Смешно, что соответствующее забавное выражение, придуманное каким-то острословом, — «All my fingers are thumbs!» — трансформировалось со временем в нечто невообразимо нелепое. «I am all fingers and thumbs!» — то есть, говоря дословно, в бессмысленное «я весь — сплошные пальцы и большие пальцы»! Такой абсурд, но англичане его любят. То ли дело выразительная русская идиома «у меня руки — крюки!».
Но вот ведь странность какая: когда Сашок объяснил это Анне-Марии, переведя красивую русскую фразу на английский: «My hands are hooks!», то она почему-то ничуть не впечатлилась. «При чем тут крюки?» А при чем тут пальцы и большие пальцы? — хотел сказать Сашок, но только махнул рукой. Эх, что с нее взять, с англичанки-то!
Но не в лингвистике главная проблема. А в том, что неспособность и нелюбовь Сашка к садовым работам воспринимались в семье как серьезный дефект личности, хотя вслух об этом, разумеется, не говорилось, но Сашок нутром чувствовал, что это именно так.
Но все это было в прошлом. Эх, не ценил он такого спокойного, нормального существования. Чего бы только Сашок не отдал бы, чтобы вернуться в ту достославную, такую скучную и размеренную жизнь! Даже в саду горбатиться согласился бы. Хоть бы даже и каждый день… Но нет, теперь никакой скуки, сплошные приключения, черт бы их побрал совсем!

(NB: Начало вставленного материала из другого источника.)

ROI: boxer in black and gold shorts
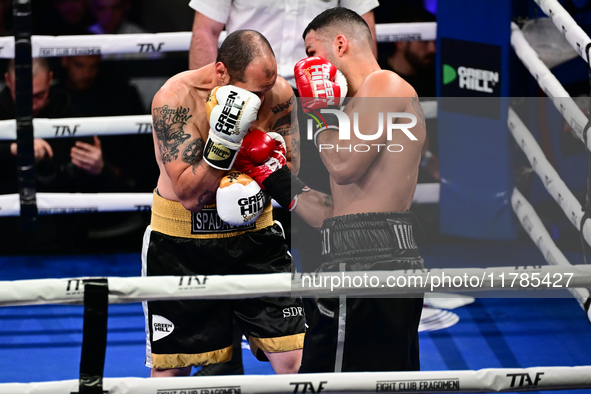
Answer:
[142,192,305,369]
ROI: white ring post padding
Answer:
[511,188,591,322]
[5,264,591,306]
[535,0,591,63]
[376,22,437,42]
[511,22,591,151]
[507,107,591,245]
[0,366,591,394]
[0,22,437,59]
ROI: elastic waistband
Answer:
[322,211,415,231]
[150,192,273,239]
[321,211,420,269]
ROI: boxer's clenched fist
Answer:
[294,56,347,112]
[234,130,287,190]
[203,85,261,170]
[216,171,265,226]
[234,130,310,211]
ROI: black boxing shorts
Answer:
[300,211,424,373]
[142,194,305,369]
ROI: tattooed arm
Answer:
[152,87,225,212]
[271,78,300,175]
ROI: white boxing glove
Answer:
[216,171,265,226]
[203,85,261,170]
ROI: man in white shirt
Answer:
[189,0,379,375]
[189,0,379,87]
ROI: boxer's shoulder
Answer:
[263,76,294,113]
[356,70,416,97]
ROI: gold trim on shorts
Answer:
[248,333,306,356]
[150,192,273,239]
[152,345,232,369]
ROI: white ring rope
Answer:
[0,366,591,394]
[0,183,440,217]
[507,107,591,245]
[0,100,437,140]
[0,115,152,140]
[0,193,154,216]
[0,22,437,59]
[511,22,591,151]
[534,0,591,63]
[0,264,591,306]
[511,188,591,322]
[376,22,437,42]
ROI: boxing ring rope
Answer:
[0,264,591,306]
[0,183,440,217]
[534,0,591,63]
[511,188,591,322]
[507,19,591,322]
[0,22,437,59]
[0,100,437,140]
[0,366,591,394]
[511,22,591,151]
[507,108,591,245]
[508,22,591,240]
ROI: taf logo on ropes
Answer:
[507,372,544,388]
[290,380,327,394]
[179,275,207,290]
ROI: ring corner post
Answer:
[437,0,521,240]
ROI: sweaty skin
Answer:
[152,62,299,212]
[296,31,426,229]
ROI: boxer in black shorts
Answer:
[300,212,424,373]
[229,7,426,373]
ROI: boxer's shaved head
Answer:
[216,30,276,83]
[302,7,373,48]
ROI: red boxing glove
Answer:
[294,56,347,112]
[234,130,287,190]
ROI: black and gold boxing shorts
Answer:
[142,194,305,369]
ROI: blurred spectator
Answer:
[33,0,92,36]
[0,58,119,192]
[189,0,379,82]
[88,0,146,34]
[0,0,12,36]
[377,3,441,183]
[58,55,158,192]
[0,58,123,253]
[59,55,147,116]
[378,8,436,97]
[58,55,158,243]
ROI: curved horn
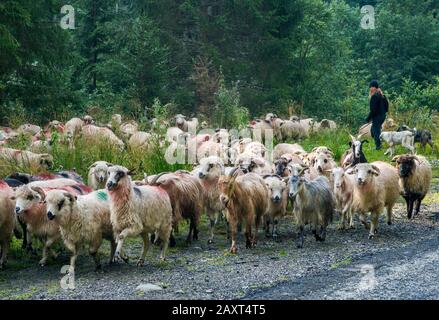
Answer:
[30,186,46,201]
[349,133,359,142]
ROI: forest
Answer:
[0,0,439,128]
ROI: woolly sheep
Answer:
[194,156,225,243]
[273,143,305,161]
[218,169,268,253]
[264,175,288,238]
[347,161,400,239]
[332,168,355,229]
[288,171,334,248]
[150,171,204,246]
[0,181,15,269]
[392,155,432,219]
[88,161,112,190]
[0,147,53,171]
[106,166,172,265]
[42,190,116,270]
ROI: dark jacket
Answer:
[366,92,386,122]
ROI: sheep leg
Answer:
[169,230,177,248]
[369,212,379,239]
[272,219,278,239]
[387,206,392,226]
[297,224,305,248]
[109,239,116,264]
[114,227,140,262]
[229,218,238,253]
[0,239,10,270]
[137,232,149,267]
[245,221,253,249]
[348,207,355,229]
[160,230,172,261]
[39,238,57,267]
[407,195,415,220]
[69,243,79,271]
[415,197,424,216]
[360,213,370,230]
[186,218,194,244]
[207,211,215,244]
[264,218,270,238]
[316,226,326,242]
[89,237,102,271]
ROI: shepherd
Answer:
[366,80,389,150]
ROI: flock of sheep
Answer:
[0,113,432,270]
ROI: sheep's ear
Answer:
[372,165,381,176]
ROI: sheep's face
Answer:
[314,154,332,174]
[274,158,289,177]
[393,155,416,178]
[347,163,380,186]
[349,140,368,159]
[175,114,186,127]
[198,156,224,179]
[265,176,287,204]
[44,190,76,220]
[218,176,232,208]
[15,185,42,214]
[90,161,111,183]
[39,154,53,170]
[107,166,130,191]
[288,176,305,202]
[83,116,94,125]
[332,168,345,189]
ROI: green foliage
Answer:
[213,75,249,129]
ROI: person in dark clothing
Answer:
[366,80,387,150]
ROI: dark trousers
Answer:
[370,115,386,149]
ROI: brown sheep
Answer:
[218,169,268,253]
[392,155,432,219]
[150,171,204,246]
[347,161,400,239]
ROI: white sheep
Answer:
[347,161,400,239]
[332,168,355,229]
[380,129,416,157]
[264,175,288,238]
[288,174,335,248]
[107,166,172,265]
[273,143,305,160]
[0,147,53,171]
[128,131,152,151]
[193,156,225,243]
[235,153,273,175]
[88,161,112,190]
[43,190,116,270]
[81,124,125,150]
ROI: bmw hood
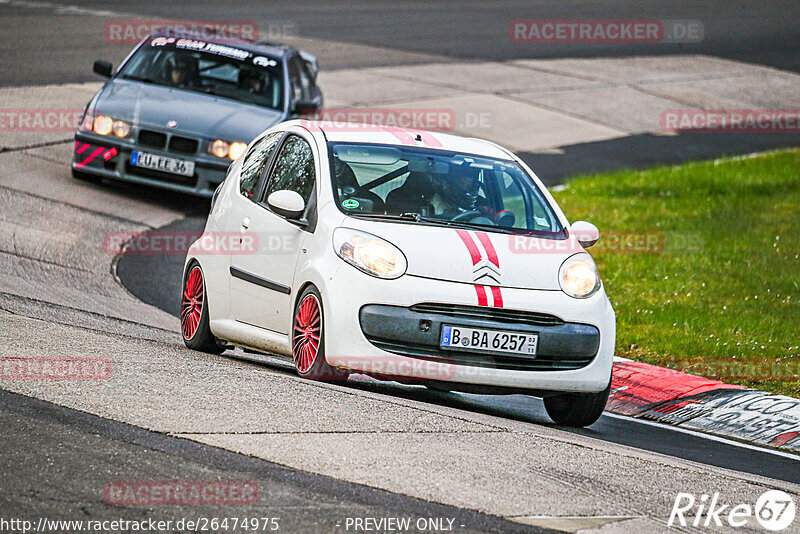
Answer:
[95,79,283,142]
[346,219,583,291]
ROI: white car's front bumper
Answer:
[318,264,616,392]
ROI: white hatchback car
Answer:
[181,120,615,426]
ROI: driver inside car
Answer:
[430,164,490,218]
[239,69,264,94]
[166,53,197,87]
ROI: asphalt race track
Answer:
[0,0,800,532]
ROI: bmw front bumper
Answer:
[72,132,231,197]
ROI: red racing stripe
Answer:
[103,146,117,161]
[475,232,500,267]
[491,286,503,308]
[475,284,489,306]
[456,230,481,266]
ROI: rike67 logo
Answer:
[667,490,795,532]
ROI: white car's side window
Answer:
[239,132,283,199]
[264,135,317,203]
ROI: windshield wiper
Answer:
[348,213,515,234]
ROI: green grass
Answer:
[554,149,800,396]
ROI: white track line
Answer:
[603,412,800,460]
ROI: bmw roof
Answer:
[144,29,295,58]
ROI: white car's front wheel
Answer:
[292,286,347,380]
[181,262,225,354]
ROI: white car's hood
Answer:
[344,218,583,290]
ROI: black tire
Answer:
[181,262,225,354]
[544,383,611,427]
[292,286,348,382]
[72,169,103,184]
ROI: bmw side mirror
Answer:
[569,221,600,248]
[267,189,306,220]
[294,98,320,115]
[92,59,114,78]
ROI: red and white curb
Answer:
[606,358,800,459]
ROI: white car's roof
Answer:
[292,119,512,160]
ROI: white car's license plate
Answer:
[131,150,194,176]
[439,324,539,356]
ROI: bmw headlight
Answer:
[90,113,131,138]
[558,252,600,299]
[333,228,408,279]
[94,115,114,135]
[208,139,247,160]
[228,143,247,160]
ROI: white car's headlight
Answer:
[333,228,408,279]
[558,252,600,299]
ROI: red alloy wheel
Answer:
[292,294,322,373]
[181,266,205,339]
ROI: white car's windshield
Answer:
[328,143,565,236]
[120,37,283,109]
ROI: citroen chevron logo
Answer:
[456,230,503,308]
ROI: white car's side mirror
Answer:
[569,221,600,248]
[267,189,306,219]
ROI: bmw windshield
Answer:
[328,143,566,238]
[120,37,283,110]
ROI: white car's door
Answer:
[230,133,316,334]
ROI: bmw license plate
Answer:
[131,150,194,176]
[439,324,539,356]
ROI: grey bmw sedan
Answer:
[72,31,322,196]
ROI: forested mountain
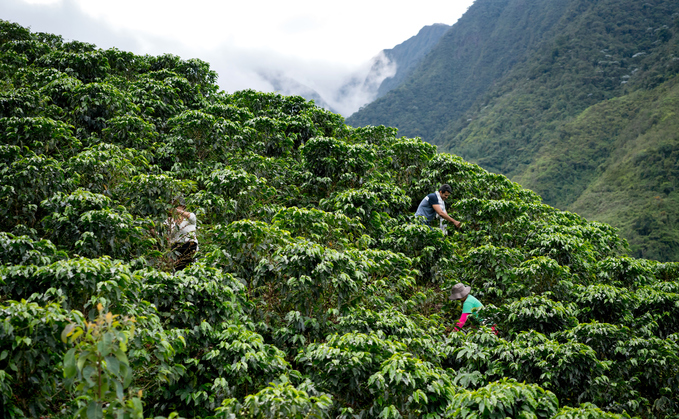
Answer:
[260,23,450,115]
[347,0,679,260]
[0,21,679,419]
[377,23,450,97]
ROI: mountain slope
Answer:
[347,0,565,141]
[377,23,450,98]
[0,20,679,419]
[347,0,679,260]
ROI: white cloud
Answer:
[0,0,473,115]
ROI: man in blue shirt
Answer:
[415,183,460,228]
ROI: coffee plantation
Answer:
[0,21,679,419]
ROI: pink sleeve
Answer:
[455,313,471,329]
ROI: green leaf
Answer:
[87,400,104,419]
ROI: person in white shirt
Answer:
[165,197,198,271]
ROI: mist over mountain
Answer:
[266,23,450,116]
[347,0,679,260]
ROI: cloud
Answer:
[0,0,420,116]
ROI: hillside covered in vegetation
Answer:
[347,0,679,261]
[0,21,679,419]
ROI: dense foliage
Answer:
[0,21,679,419]
[347,0,679,261]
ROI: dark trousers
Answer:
[172,242,198,271]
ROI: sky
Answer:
[0,0,473,116]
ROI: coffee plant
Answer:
[0,20,679,419]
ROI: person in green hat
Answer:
[450,283,497,334]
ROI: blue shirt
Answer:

Вздыхая, Сашок входил в дом, встречавший его вежливо-враждебно. Он с трудом высиживал тоскливые вечера и спешил под любым предлогом как можно скорее удалиться в спальню. Но долго не мог заснуть, ворочался с боку на бок, вел какие-то идиотские воображаемые споры то с Анной-Марией, то с Настей, однажды ему даже приснилось, что они познакомились, объединились и вдвоем ругают его за что-то, приговаривая: ну кто бы мог подумать! Под утро он впадал в забытье и потом, когда звонил будильник, еле-еле продирал глаза и, шатаясь, брел в ванную.
И наконец однажды произошло неизбежное: в четверг Сашок проспал и не услышал будильника. Проснулся в начале десятого. Какой там 7.06! Позвонил Синюхе, наплел какую-то чушь про инженерные работы на железной дороге (как легко, оказывается, научиться врать!) и без пяти минут десять, весь взмыленный, с растрепанными волосами прибежал на платформу.